The catfish farm went out of business in 1991, and the current iteration of Martin's business came two years later. Blue Ridge Aquaculture changed focus to the relatively small market of live tilapia.
According to industry group National Fisheries Institute, the average American ate 1.21 pounds of tilapia in 2009, making it the fifth most-consumed seafood in the country. About 95 per cent of that is made up of frozen fillets imported from eastern Asia (mainly China) or fresh fillets imported from Central and South America (mainly Honduras, Costa Rica and Ecuador), according to an estimate by University of Arizona environmental science professor Kevin Fitzsimmons, who researches tilapia farming.
Twenty-five per cent of the tilapia produced in the United States is grown in tanks filled with recirculated water, Mr Fitzsimmons said. Blue Ridge Aquaculture has harnessed that technology with the help of farming research from Virginia Tech.

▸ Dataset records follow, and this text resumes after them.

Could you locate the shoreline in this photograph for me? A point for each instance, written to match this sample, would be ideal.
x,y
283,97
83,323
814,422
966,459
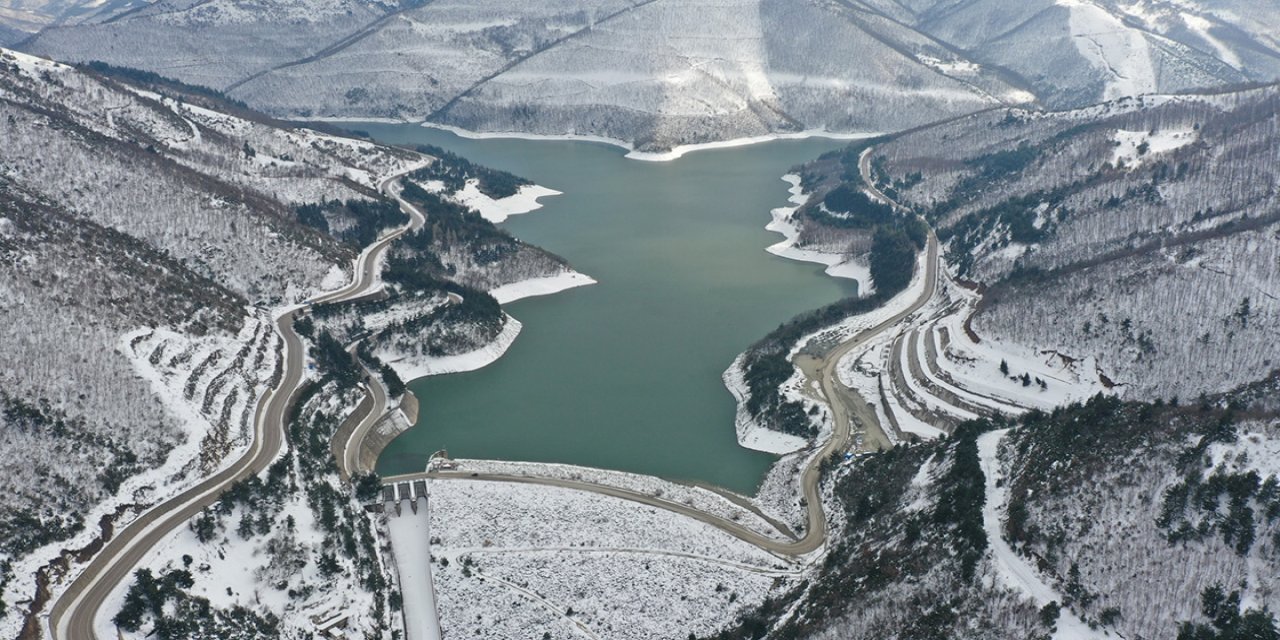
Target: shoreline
x,y
648,156
415,368
837,266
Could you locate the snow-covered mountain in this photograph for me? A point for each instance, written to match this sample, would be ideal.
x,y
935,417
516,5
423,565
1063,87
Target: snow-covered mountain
x,y
150,232
1139,232
21,18
666,72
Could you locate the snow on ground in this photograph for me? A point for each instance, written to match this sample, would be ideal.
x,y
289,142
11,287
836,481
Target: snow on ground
x,y
498,210
1109,45
540,287
1252,451
1202,27
750,434
182,466
1133,147
517,561
837,265
1013,570
410,534
411,368
976,366
696,497
664,156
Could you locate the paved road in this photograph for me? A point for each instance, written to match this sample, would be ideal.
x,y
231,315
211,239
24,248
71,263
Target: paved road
x,y
73,613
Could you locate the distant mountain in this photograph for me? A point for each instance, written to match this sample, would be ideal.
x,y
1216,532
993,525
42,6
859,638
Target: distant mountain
x,y
666,72
21,18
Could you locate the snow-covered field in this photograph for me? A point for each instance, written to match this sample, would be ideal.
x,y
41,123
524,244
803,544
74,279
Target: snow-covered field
x,y
516,561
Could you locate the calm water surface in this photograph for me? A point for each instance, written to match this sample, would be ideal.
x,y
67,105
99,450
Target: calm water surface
x,y
626,374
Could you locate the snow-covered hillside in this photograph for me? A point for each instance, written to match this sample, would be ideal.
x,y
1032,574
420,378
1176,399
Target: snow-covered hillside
x,y
149,236
1139,232
659,73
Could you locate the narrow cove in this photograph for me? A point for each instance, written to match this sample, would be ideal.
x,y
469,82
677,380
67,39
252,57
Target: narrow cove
x,y
626,374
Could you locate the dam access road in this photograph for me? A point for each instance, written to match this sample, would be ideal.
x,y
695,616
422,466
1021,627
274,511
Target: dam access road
x,y
76,609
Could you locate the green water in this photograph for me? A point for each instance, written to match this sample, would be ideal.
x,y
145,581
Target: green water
x,y
626,374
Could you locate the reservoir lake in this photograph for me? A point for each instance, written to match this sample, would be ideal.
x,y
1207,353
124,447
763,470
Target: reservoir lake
x,y
626,374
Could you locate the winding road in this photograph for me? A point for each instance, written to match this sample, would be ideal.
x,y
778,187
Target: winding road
x,y
73,613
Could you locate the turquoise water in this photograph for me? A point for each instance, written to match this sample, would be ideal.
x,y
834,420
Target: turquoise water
x,y
626,374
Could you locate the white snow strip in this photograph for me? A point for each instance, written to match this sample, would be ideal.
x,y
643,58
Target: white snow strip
x,y
412,368
659,156
540,287
498,210
752,434
1133,147
837,264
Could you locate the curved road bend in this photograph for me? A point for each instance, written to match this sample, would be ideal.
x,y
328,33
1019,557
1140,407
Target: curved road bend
x,y
73,613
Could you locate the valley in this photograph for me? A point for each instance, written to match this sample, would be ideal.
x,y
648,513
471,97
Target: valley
x,y
639,319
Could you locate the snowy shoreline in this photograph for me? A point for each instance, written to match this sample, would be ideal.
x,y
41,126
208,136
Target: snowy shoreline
x,y
411,368
650,156
544,286
837,266
752,434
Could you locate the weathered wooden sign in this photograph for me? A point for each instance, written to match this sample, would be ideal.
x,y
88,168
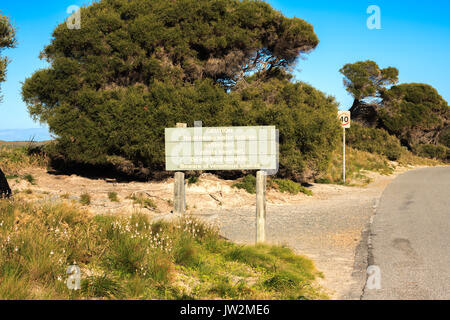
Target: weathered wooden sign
x,y
221,148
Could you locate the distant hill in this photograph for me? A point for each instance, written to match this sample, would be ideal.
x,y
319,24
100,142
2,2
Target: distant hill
x,y
34,134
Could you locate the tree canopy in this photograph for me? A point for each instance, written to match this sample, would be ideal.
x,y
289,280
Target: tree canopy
x,y
7,40
415,113
365,79
137,66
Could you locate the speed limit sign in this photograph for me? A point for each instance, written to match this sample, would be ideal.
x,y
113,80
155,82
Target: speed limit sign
x,y
345,118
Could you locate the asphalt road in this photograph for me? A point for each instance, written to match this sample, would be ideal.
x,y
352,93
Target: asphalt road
x,y
410,238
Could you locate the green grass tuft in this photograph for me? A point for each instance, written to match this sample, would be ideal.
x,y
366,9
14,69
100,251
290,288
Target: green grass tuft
x,y
131,258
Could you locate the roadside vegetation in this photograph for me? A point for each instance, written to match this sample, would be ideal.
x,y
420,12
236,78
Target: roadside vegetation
x,y
14,159
131,258
248,183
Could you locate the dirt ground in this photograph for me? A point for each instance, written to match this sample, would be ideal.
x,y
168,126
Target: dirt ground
x,y
328,227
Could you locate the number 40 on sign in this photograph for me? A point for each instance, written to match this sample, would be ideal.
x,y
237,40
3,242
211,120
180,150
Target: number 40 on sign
x,y
345,118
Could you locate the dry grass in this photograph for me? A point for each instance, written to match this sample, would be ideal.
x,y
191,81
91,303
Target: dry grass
x,y
131,258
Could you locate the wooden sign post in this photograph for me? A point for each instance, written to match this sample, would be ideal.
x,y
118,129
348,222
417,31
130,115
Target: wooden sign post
x,y
223,148
261,182
179,199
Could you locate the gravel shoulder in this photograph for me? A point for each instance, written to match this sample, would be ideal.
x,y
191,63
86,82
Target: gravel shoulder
x,y
331,227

Tilapia has recently grown in popularity because of its flaky consistency, mild taste and versatility. Most consumers of live tilapia in the US buy them out of glass tanks in ethnic grocery stores or restaurants.
Researchers helped the company breed white tilapia that would grow quickly without using hormones or antibiotics, build filters that convert ammonia from fish waste into nitrogen that can be safely released into the environment, and build a system to remove solid fish waste so it can be composted, said Tech food science professor, David Kuhn.
At the company's 90,000-square-foot plant, about 100 male and 200 female tilapia swim in pools inside a greenhouse, where every Wednesday workers collect the eggs from the females' mouths by turning them upside down into buckets. In a separate room, the eggs are hatched in small bins. The young fish swim in small pools and later are moved to one of 42 57,000-gallon tanks in a warehouse, where they spend most of their eight-month growing process until they are harvested.
The company also recently built a cobia farm in Saltville and a shrimp farm in Ridgeway, adds the Roanoke Times report. The shrimp farm, which cost more than $4 million, broke ground in 2007 using technology that involves feeding the shrimp protein from the tilapia waste. It still is in the research stage, but the company has said it could support as many as 600 local jobs if it were to reach full production.